Versicherungspolicen bergen oft Einsparpotenziale. "Geldtipps" nennt die beiden wichtigsten Spar-Strategien.

Erstens sparen Sie Geld durch gezielte Vertragsänderungen:

Durch Änderung von monatlicher in jährliche Zahlungsweise lassen sich bis zu fünf Prozent der Beiträge sparen.

Die dynamische Erhöhung der Beiträge bei Kapitallebensversicherungen (die sogenannte Dynamik) kann gekündigt werden. Sie treibt die Kosten in die Höhe, weil mit jeder Erhöhung ein neuer Vertrag entsteht, der Verwaltungs- und Provisionskosten verursacht. Besser: Bei höherem Versicherungsbedarf,  eine neue Police abschließen.

Zweitens können Sie bei Versicherungen sparen, wenn Sie ausschließlich die wirklich relevanten Risiken absichern:

Völlig überflüssig sind Reparaturversicherungen, zum Beispiel für den Fernseher und andere hochwertige Geräte im Haushalt. Denn die Schadenhöhe ist im Einzelfall überschaubar, die Prämie dagegen vergleichsweise hoch.

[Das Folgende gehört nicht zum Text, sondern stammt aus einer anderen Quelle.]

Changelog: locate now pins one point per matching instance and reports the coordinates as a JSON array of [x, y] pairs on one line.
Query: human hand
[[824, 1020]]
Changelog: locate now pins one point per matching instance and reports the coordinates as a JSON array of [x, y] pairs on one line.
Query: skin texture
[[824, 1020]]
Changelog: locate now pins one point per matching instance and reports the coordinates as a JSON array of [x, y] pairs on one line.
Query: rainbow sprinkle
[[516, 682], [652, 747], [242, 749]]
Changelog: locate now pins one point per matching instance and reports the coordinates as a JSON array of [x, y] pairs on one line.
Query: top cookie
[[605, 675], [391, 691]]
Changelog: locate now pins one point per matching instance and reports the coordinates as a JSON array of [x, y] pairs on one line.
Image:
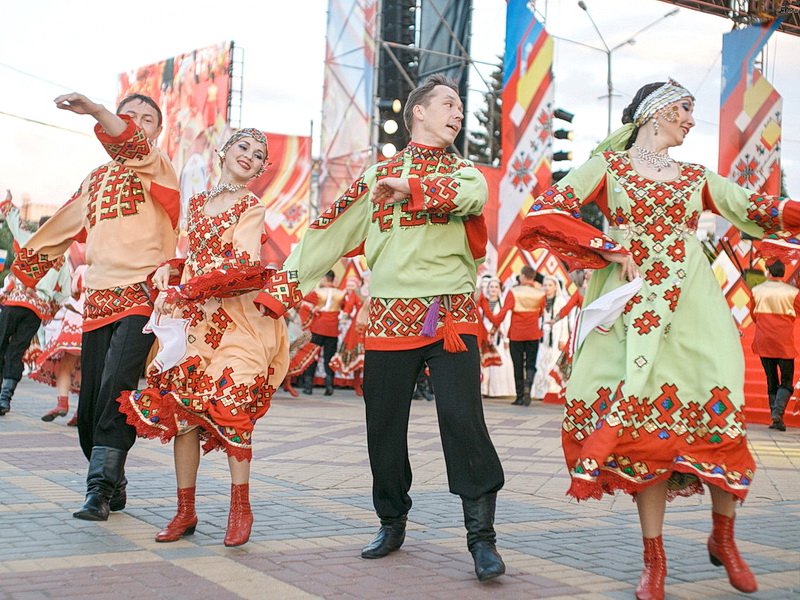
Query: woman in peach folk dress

Verzichtbar ist auch eine Glasbruchversicherung. Eine kaputte Glasscheibe am Vitrinenschrank der Großmutter oder ein Sprung am Glastisch sind keine unbezahlbaren Schäden (und kommen auch nicht jeden Tag vor). Große Glasschäden, wie zum Beispiel die vom Sturm beschädigte Balkonverglasung, sind durch andere Versicherungen, wie beispielsweise durch die Wohngebäudeversicherung abgedeckt.

Geldtipp
Sichern Sie zunächst die wirklich existenzbedrohenden Risiken ab: Berufsunfähigkeit, Krankheit, Todesfall und private Haftpflicht. Für nicht-existenzielle Schäden ist es sinnvoller, auf den Abschluss von Versicherungen zu verzichten. Mit den eingesparten Prämien bilden Sie eine Rücklage. Daraus können Sie eine Fernsehreparatur, Glasschäden usw. problemlos bezahlen.